At a party with a bunch of these art directors and their wives, one of the men went off on a long-winded gripe about an account executive who thought he was an art director and insisted on changing every layout before he would show it to the client. I was listening, trying to figure out who they were discussing. I was probably frowning, something I inadvertently do when I think. My hostess, a nice woman I had seen at parties before but didn’t know well, assumed I had no idea what the man was talking about. She had been an art buyer at a small agency. She started explaining what happened each time something in the layout of a print ad was changed even if it was just the size of the type.
It took me a few minutes to grasp why she felt the need to explain this to me. When the import of her words sunk in, sweat gathered on my brow and under my arms. She thought I was baffled by what the men were saying.
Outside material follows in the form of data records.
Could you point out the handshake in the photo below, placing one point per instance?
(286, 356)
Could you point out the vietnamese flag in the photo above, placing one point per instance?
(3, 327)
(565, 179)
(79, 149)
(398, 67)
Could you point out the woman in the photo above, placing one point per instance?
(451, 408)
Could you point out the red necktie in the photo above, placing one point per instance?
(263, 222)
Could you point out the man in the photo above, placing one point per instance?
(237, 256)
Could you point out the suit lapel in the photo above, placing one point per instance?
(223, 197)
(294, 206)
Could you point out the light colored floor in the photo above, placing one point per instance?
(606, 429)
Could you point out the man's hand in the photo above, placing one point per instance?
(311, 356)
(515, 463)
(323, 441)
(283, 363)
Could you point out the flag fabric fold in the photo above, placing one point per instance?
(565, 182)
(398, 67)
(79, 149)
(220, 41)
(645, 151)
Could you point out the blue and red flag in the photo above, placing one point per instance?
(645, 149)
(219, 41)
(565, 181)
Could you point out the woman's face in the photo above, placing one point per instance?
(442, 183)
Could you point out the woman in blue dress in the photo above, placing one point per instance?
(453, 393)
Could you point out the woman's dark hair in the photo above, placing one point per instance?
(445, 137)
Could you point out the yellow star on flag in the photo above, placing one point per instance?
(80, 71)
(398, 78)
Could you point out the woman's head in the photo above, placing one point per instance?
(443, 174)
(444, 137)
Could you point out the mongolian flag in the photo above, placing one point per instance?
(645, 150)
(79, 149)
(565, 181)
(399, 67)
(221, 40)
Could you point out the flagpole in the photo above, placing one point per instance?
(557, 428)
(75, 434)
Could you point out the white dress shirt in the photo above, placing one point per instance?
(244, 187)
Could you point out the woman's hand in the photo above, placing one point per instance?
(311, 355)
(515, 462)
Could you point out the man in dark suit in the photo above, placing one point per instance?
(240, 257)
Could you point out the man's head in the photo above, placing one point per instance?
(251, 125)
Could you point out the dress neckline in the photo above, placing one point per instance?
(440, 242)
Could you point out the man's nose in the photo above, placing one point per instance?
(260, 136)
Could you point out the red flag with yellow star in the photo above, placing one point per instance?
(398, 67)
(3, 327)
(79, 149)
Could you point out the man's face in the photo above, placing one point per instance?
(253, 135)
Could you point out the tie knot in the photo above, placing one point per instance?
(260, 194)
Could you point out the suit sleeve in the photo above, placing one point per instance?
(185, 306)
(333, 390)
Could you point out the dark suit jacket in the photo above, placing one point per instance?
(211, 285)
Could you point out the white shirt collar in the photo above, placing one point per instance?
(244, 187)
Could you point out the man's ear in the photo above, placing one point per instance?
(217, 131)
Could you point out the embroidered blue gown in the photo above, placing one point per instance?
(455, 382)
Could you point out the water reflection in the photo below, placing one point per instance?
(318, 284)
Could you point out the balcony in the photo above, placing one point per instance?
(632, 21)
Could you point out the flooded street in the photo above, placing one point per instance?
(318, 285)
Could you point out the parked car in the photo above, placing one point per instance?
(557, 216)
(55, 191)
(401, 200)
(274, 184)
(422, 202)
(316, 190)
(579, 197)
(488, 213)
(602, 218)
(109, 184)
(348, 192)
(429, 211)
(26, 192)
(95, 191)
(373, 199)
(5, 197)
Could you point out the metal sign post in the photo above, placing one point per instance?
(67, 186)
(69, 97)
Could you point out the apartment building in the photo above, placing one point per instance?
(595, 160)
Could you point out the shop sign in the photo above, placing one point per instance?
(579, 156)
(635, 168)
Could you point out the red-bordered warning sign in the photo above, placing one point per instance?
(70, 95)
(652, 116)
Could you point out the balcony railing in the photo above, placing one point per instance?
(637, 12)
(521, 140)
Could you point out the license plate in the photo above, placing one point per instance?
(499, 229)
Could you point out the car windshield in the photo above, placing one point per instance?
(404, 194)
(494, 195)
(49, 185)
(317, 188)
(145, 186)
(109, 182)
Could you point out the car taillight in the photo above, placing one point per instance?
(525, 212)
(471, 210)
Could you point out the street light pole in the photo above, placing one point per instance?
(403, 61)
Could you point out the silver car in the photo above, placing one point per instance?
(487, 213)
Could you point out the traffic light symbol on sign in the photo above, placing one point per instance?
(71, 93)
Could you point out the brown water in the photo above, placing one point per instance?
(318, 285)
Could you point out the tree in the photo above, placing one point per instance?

Feeling sick, I wondered when and why I had allowed a large part of myself to be erased and had become only someone’s wife and the mother of his children.
What was I doing? When had I become the reflection of other people’s perception of my role? The men were animated and involved, the women the same way. Both were talking about what mattered most in their lives. I was interested in both conversations but there was no cross-over.
My hostess looked puzzled. Her voice trailed off. “Are you all right? Can I get you a glass of water?”
“I worked in advertising. I used to do what they’re talking about. Pete and I met at art school.” My voice was too abrupt. The buzz of women’s voices halted.
My hostess looked embarrassed. “I’m so sorry. I didn’t know.”
“There’s no reason why you would know. We never talk about anything except children and food. I was just jolted to realize all I am now is Pete’s wife and the mother of two kids with another one on the way.”
My hostess looked around at the other women. I could see her assessing how much damag
e control she needed to cover up my unflattering comment about the women’s roles. Hoping for some vote of assent, I turned to the woman next to me. “What did you do before you married?”
“Went to college.” She was mumbling. She looked trapped. Some part of me tried to tell myself to shut up but I blundered on. “What was your major?”
She looked chagrined. “I didn’t finish my first year so I never declared a major. Jamie wanted to get married so…” She shrugged with a what could I do expression on her face.
I asked the rest of the women the same questions. Even the women who had finished college seemed to accept their lives as their husband’s helpmate.
One woman finally asked me, “What did you want to do that’s better than bringing up a happy family?” I looked around and realized the women were looking at me with pity.
“Establish a career. Find out who I am before I spread myself so thin I don’t have the time or energy to explore what I’m capable of doing on my own.”
This statement was as popular as a fart.
The artists in Pete’s circle liked to party. And drink. Fortunately, most of them also loved to eat so this usually worked out. At the next party, our host had been fighting with his wife since he got out of bed so he skipped dinner and was drunk by the time dessert was served. Like many of the art directors, he freelanced on the side. Revisions to a full-page newspaper ad were marked in red on a comprehensive drawing tacked on his drawing board next to a pad of layout bond paper. I was looking at this as I polished off the last of my dessert. My host floated by muttering about how hard it was going to be to finish the revision with a hangover.
Swallowing my last bite of key lime pie, I said, “When’s it due?”